David Harper CFA FRM
Subscriber
Hi Shannon,

Yes, exactly. Perfect summary. SAR is a burr in my saddle, I've included the SAR issue for the last five (5!?) years to GARP's attention (I will now copy it over to our public for-GARP's-input forum).

Re: I see that in the spreadsheet you interpret his "surplus volatility" as "asset volatility":
yes, good catch. I absolutely decided to do alter that, based on years of confusion. Jorion says the "volatility of the surplus" is 9.4%, then produces a (relative) SAR with 9.4% * 2.33 * $1,000 assets, not than 9.4% * 2.33 * $100 surplus.
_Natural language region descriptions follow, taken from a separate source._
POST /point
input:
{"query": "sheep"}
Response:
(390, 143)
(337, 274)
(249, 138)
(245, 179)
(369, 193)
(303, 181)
I realize he has, separately, return of surplus "scaled by assets" but nobody has shown yet why that would resolve. It seems to me that we can do any of three but the terminology should be either: asset volatility, liability volatility, or surplus volatility. His terminology doesn't make sense to me.

Re: absolute/relative: I cannot disagree with your interpretation. Great job specifying absolute VaR, don't let SaR confuse your correct view of absolute VaR! I would really like GARP to decide. You'll notice page 44 shows there are, to my thinking, three ways to characterize the SaR. I think this year I will drop the "absolute" from page 43, I don't think it helps?

My thinking in illustrating Jorion numbers:
T0 surplus = $100
expected growth (drift) = $50
relative SaR = $218.68

application of Absolute VaR in a consistent manner implies: -drift + volatility*deviate = -50 + $218 = $168.68 loss
I called it "absolute VaR" because T0 surplus $100 - $168 loss = -$68.68 shortfall
... see how, in my view on the slide, 168 absolute VaR is identical to a $68.68 shorfall

Exam-wise, I think the burden is on GARP to be specific. I think "shortfall" and "relative SaR = SaR" are the least unclear terms of the lot. Thanks,
 

shanlane

Active Member
Thank you. I am in complete agreement about how to define relative SaR and shortfall. The part that just seems strange is saying"Absolute SaR" and "shortfall" are equal. Is this what you are referring to when you say the nomenclature is not terribly well defined?

Everything else makes perfect sense.

Thanks again for all of the great advice!
Shannon
 

David Harper CFA FRM

David Harper CFA FRM
Subscriber
Hi Shannon, I think "shortfall" is maybe well-defined (i.e., PV of assets - liabilities) as I think it refers to a deficit but
(i) I do regret the "absolute SaR" label in the video/notes and will remove it the revised video b/c I think your first point is correct, that it is confusing and
(ii) I do think absolute SaR is not well defined due to its possible interpretation in fully three ways.

But, exam-wise, I think the request to GARP is simply to define surplus at risk (SaR) ... because you and I seem to agree the "relative VaR" (e.g., $218.68 in Jorion's) is well defined. But, after all of these years, if the request is simply for "surplus at risk" I can give you four definitions (two of which are Jorion's inconsistency from textbook to handbook; in the handbook, Jorion likens SaR to "the potential shortfall in surplus over the horizon" which doesn't seem to match the assignment example?!!)

when i revise it for the upcoming video (and I'll check back with the notes), I think i will just retain the relative SaR (and shortfall) and omit any other SaR reference, using the detail instead. I hope that doesn't add confusion!